L’École inclusive nécessite de former tous les personnels, de reconstituer les RASED, de doter les AESH d’un véritable statut, de réserver des temps de concertation et de formation reconnus sur le temps de service et de maintenir et renforcer les structures et dispositifs spécialisés. Elle suppose aussi une écoute réelle des professionnel·les et des familles, loin des annonces descendantes et des expérimentations imposées.
Un dispositif expérimenté depuis 2024

Le suivi des PAS réalisé par la FSU-SNUipp à l’échelle nationale, montre que leur mise en œuvre est très inégale selon les départements. Cependant, elle met partout à mal le fonctionnement des RASED, bouscule les missions des AESH et crée une nouvelle strate de fonctionnement prescriptive qui empiète sur les prérogatives des professionnel·les en place. De plus, elle offre à l’enseignement privé sous contrat l’expertise de professionnel·les du public à moyens constant, en effet, les PE spécialisé.es du PAS chargé·es de coordonner le dispositif en binôme avec un personnel médico-social interviennent également dans le privé.
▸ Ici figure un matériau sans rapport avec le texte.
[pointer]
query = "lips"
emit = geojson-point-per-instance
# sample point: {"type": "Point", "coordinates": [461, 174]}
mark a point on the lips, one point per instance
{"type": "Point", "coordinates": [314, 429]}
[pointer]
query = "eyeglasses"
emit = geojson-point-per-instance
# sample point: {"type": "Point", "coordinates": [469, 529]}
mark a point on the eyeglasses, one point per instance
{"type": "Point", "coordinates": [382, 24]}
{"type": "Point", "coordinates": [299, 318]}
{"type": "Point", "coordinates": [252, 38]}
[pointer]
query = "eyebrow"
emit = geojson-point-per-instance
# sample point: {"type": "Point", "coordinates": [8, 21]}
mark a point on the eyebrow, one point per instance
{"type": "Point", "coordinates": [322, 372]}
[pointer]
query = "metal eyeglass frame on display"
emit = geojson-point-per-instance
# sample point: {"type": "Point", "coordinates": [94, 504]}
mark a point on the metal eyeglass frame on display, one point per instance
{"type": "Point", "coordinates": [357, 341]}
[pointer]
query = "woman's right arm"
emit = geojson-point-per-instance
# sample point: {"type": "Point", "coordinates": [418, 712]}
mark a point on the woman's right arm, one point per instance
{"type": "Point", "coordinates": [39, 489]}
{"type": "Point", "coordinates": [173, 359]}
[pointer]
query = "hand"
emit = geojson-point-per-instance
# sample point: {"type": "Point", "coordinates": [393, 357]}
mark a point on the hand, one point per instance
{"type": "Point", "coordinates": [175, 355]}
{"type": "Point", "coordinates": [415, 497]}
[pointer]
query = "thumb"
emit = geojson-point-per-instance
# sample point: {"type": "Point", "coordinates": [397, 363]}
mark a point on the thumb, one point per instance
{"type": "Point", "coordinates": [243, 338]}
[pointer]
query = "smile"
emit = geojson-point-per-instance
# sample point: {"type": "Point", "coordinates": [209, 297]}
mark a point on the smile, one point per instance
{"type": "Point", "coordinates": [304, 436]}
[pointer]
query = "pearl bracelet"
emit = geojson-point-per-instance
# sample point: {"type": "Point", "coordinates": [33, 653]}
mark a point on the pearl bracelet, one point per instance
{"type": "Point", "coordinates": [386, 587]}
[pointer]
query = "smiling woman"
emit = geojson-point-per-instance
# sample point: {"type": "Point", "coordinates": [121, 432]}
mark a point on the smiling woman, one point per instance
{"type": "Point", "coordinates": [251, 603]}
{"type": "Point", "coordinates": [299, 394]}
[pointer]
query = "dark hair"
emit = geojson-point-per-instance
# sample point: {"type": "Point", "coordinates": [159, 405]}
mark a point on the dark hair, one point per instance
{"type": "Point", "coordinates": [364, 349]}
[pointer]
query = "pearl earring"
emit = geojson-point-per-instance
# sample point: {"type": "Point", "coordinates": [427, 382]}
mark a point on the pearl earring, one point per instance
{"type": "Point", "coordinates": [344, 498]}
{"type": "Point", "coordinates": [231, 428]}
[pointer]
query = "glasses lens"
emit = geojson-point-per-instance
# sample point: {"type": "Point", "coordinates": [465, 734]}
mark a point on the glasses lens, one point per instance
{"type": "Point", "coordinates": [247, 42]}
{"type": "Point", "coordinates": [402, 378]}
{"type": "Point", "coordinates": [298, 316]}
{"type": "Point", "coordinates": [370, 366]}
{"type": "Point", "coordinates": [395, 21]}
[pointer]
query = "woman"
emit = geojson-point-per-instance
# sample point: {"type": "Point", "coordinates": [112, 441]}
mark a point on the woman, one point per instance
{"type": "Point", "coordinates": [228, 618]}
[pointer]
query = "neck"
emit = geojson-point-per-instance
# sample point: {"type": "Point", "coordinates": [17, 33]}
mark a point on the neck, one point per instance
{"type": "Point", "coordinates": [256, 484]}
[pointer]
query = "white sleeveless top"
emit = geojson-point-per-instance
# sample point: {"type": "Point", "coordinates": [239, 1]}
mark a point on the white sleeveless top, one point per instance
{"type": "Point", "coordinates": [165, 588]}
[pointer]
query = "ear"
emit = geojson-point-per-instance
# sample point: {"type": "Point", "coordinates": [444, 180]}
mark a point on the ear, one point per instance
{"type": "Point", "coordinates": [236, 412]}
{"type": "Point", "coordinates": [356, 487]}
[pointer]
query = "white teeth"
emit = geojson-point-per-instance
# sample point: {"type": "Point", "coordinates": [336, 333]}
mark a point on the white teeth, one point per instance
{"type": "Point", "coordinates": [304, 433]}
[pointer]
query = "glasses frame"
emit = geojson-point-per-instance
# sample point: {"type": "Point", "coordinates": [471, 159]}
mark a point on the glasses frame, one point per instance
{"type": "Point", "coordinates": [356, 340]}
La FSU-SNUipp s’oppose à la logique des PAS et revendique la création de structures et de dispositifs publics pérennes, variés et adaptés aux besoins des élèves et aux écoles les accueillant. Elle appelle à ouvrir un véritable débat national, associant tous les personnels avec les parents d’élèves, pour construire des réponses à la hauteur des enjeux humains, pédagogiques et sociaux que recouvre la scolarisation de toutes et tous les élèves.